Meat & Livestock News

New Zealand Lamb Market Faces Steep Price Decline, Impacting Farmer Incomes

Production of meat products in the supermarket in the supermarket. Next, distribution of finished products to the store’s shop for customers

The New Zealand lamb industry is experiencing a significant downturn in market prices, reaching lows not seen in the past six years and resulting in a substantial income reduction for sheep farmers.

Recent weeks have seen lamb schedules fall, with some companies now offering as little as $6.50 per kilo, a stark contrast to the $8.30 seen two seasons ago and $7.20 last year.

This decline in price is largely attributed to a persistent lack of demand from key markets, including China, coupled with an influx of Australian lamb saturating the market.

Gary Massicks, a consultant with Manawatū-based Baker Ag, noted that while a drop was anticipated six months prior, the reality of the situation has unfolded more rapidly and severely than expected.

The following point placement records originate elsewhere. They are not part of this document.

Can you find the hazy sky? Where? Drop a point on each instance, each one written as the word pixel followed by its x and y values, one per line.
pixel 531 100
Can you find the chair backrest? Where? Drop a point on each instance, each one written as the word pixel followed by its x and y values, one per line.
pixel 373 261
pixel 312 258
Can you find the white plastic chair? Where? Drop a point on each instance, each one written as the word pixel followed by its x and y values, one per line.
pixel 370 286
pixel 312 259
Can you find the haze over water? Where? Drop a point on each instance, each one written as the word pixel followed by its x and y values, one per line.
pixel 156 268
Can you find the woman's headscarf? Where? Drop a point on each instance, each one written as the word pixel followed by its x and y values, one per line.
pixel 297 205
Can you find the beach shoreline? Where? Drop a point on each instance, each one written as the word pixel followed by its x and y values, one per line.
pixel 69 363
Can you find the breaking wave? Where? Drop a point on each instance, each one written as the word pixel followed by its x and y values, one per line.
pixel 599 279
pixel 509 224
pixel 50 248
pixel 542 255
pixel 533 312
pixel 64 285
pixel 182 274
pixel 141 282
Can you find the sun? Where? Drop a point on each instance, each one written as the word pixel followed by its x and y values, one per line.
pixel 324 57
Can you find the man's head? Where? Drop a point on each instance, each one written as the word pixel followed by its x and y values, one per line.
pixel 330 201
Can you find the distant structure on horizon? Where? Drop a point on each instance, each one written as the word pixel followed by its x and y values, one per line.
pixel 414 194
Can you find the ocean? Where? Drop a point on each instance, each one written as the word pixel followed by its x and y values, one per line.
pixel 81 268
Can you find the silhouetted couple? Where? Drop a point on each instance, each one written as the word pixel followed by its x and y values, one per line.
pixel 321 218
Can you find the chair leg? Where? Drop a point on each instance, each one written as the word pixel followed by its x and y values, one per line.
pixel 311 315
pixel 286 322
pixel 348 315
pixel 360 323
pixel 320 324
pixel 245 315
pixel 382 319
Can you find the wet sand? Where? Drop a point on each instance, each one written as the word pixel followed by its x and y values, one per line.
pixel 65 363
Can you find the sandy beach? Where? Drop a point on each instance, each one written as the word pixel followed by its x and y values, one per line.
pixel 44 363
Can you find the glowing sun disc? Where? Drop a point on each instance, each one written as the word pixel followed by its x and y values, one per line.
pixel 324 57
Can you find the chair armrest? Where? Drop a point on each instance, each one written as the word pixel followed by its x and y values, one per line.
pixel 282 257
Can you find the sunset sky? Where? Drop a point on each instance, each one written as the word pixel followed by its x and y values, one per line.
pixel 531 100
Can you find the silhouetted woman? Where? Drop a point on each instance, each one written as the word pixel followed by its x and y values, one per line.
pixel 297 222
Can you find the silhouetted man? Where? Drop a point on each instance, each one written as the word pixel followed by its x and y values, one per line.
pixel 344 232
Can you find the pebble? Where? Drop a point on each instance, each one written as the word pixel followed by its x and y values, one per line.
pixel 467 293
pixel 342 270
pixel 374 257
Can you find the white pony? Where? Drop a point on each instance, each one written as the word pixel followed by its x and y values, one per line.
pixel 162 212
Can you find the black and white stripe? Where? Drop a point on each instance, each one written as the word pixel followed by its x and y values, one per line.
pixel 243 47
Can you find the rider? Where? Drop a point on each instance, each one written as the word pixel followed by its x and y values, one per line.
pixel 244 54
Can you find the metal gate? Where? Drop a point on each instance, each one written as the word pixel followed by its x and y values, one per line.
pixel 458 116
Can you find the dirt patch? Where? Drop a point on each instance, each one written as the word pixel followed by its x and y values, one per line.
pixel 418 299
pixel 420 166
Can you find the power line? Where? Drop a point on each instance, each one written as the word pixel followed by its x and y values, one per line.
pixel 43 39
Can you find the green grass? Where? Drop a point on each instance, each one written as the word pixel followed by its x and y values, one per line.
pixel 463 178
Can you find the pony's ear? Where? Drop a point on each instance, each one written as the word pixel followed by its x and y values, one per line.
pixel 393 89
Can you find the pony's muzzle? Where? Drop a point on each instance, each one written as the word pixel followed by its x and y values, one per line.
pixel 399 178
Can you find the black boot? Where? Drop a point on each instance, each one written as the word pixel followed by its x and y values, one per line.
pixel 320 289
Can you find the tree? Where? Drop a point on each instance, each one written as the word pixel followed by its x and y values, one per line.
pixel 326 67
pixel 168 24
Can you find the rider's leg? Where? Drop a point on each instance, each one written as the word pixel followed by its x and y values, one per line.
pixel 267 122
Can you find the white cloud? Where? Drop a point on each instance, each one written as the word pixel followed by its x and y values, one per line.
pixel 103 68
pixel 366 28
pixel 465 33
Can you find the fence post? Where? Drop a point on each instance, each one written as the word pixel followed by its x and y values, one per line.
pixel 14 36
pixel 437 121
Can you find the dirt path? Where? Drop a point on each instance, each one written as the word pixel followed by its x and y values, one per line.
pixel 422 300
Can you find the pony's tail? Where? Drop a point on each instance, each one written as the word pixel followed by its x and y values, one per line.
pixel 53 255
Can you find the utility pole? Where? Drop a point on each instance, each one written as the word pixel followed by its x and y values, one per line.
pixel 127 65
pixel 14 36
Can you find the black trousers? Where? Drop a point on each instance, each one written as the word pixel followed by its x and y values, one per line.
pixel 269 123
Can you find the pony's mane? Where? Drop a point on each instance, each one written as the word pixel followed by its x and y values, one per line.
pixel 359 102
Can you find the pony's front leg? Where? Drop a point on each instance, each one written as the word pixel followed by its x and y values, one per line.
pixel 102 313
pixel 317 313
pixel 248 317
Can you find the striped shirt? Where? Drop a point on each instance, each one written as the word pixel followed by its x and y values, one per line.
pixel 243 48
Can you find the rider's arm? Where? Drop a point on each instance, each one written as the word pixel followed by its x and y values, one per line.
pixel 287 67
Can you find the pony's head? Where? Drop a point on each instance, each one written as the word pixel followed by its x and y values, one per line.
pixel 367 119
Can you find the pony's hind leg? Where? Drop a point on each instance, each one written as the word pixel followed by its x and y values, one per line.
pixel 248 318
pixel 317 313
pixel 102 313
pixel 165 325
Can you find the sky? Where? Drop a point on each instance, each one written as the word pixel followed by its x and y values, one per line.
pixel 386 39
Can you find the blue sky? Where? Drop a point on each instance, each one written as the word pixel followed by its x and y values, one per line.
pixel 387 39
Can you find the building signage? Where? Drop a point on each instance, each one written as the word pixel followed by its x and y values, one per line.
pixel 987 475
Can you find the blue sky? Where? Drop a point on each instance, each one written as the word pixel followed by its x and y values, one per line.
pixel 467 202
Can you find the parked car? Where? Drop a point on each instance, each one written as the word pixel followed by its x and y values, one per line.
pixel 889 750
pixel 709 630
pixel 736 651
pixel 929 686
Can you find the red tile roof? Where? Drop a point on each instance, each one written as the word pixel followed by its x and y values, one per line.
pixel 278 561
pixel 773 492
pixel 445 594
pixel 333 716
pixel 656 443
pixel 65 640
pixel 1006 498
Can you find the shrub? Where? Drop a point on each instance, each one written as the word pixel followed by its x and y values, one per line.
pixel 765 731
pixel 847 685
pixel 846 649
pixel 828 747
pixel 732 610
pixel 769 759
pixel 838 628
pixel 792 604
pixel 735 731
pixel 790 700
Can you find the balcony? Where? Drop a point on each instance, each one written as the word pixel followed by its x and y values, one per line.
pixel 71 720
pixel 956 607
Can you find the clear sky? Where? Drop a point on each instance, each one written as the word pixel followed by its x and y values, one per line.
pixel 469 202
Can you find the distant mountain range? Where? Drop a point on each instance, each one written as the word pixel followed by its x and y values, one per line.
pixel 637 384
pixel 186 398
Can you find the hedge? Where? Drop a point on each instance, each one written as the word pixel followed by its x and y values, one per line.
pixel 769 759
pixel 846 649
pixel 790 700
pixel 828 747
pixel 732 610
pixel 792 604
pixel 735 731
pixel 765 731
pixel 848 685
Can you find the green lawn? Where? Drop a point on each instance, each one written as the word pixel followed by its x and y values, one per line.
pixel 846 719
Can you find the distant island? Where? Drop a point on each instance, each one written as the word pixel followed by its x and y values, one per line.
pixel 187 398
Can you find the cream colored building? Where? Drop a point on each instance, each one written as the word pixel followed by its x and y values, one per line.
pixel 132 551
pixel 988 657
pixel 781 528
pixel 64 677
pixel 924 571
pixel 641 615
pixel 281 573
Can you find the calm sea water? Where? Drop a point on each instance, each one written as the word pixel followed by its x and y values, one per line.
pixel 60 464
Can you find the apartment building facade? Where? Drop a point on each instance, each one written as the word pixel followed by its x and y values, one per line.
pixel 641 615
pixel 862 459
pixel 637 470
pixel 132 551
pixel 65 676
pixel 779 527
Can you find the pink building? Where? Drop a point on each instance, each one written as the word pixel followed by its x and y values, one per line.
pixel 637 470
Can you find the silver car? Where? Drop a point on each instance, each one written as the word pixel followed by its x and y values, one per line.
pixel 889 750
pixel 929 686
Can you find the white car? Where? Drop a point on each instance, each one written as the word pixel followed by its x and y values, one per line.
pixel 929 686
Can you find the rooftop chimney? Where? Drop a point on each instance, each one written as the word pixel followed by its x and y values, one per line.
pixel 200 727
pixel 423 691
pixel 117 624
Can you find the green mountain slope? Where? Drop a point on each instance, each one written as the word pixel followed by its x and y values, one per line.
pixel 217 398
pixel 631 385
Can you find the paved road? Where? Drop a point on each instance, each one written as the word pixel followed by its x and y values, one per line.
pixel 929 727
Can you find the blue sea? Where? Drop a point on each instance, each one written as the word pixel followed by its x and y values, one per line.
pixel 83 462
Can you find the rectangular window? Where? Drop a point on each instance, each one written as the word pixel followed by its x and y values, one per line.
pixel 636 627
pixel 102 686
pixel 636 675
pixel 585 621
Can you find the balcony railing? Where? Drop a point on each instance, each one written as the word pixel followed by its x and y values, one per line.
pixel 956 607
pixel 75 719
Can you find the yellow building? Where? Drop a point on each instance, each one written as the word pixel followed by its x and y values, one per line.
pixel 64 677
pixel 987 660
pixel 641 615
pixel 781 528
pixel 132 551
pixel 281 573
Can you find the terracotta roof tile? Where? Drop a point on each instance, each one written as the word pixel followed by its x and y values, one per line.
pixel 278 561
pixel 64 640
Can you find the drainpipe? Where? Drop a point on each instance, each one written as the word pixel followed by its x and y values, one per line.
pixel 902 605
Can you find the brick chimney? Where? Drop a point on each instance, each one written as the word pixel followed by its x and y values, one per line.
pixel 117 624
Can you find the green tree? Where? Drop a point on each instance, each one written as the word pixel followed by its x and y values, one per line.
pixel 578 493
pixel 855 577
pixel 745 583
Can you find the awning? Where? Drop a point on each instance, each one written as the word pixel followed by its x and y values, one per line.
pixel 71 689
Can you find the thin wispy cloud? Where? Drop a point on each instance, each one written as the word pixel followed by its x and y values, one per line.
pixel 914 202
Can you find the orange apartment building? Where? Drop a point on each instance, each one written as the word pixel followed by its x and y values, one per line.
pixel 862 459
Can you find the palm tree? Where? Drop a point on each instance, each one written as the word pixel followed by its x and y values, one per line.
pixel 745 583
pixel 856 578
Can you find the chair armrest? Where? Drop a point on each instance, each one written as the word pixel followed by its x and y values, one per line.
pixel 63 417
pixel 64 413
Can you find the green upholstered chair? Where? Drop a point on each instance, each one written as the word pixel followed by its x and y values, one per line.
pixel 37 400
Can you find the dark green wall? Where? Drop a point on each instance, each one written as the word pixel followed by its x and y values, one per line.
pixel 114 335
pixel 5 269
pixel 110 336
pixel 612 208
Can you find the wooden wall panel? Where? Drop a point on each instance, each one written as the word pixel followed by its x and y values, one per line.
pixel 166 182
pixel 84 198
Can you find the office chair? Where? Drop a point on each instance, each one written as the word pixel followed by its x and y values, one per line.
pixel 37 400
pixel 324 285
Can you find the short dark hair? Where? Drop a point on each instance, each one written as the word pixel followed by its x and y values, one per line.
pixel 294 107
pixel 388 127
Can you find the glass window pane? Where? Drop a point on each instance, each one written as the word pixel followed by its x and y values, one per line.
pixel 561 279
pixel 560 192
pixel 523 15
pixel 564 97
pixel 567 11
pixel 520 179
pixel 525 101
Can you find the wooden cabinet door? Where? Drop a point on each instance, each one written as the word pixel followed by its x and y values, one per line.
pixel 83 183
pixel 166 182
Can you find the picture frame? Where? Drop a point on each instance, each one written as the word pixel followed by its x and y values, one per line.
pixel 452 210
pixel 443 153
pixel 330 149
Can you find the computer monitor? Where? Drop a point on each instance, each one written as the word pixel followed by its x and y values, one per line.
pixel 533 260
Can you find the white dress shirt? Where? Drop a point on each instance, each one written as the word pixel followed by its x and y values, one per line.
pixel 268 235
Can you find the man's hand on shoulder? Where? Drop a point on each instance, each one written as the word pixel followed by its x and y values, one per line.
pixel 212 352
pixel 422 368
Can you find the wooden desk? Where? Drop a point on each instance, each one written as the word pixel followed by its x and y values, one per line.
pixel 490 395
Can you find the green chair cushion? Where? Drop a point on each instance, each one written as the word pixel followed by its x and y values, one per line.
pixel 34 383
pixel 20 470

Traditionally, lamb prices would remain stable until around March, when an increase in market availability typically occurs. However, Massicks describes the current situation as alarming, with farm budgets dipping into the red.

This downturn coincides with a season where many ewes had twins due to being in excellent condition at mating time, leading to a higher number of lambs but of smaller size, which does not compensate for the lowered market price.

Massicks remains cautiously optimistic, suggesting that there may be a turnaround in the future, potentially next winter, although he warns that the recovery may not be robust. In the meantime, he advises farmers to make well-considered decisions to avoid compromising next year’s production and to sell as many lambs as possible.

Farmers who typically rear lambs for finishing have been known to sell surplus grass as silage as a contingency plan. However, this year, the demand for silage from dairy farmers is low, and they lack the funds to make such purchases.

Marlborough farmer and meat and wool chairperson for Marlborough Federated Farmers, Richard Dawkins, compares the current downturn to the significant economic challenges of the 1980s.

He expresses that the situation is disheartening, especially as farmers prepare to send their first lot of lambs to the works, fetching around the mid $6 range, which presents a considerable challenge.

Dawkins points out that while all farm businesses are unique, many are looking to cut costs where possible. However, with rising expenses and interest rates, options for savings are limited. Some farmers are opting for interest-only loan repayments to manage.

He also notes that the impact of falling prices varies depending on each farmer’s financial situation, with those carrying less debt being less vulnerable.

In regions like Marlborough, some farmers have diversified into viticulture and horticulture, providing alternative income streams to help with cash flow.

Dawkins emphasises the need for community awareness and support for those struggling, particularly younger farmers with significant loans or those leasing farms with limited alternative income sources.

He concludes by highlighting the importance of personal well-being during these challenging times, encouraging farmers to engage in activities they enjoy, such as fishing or hunting, to maintain a healthy work-life balance.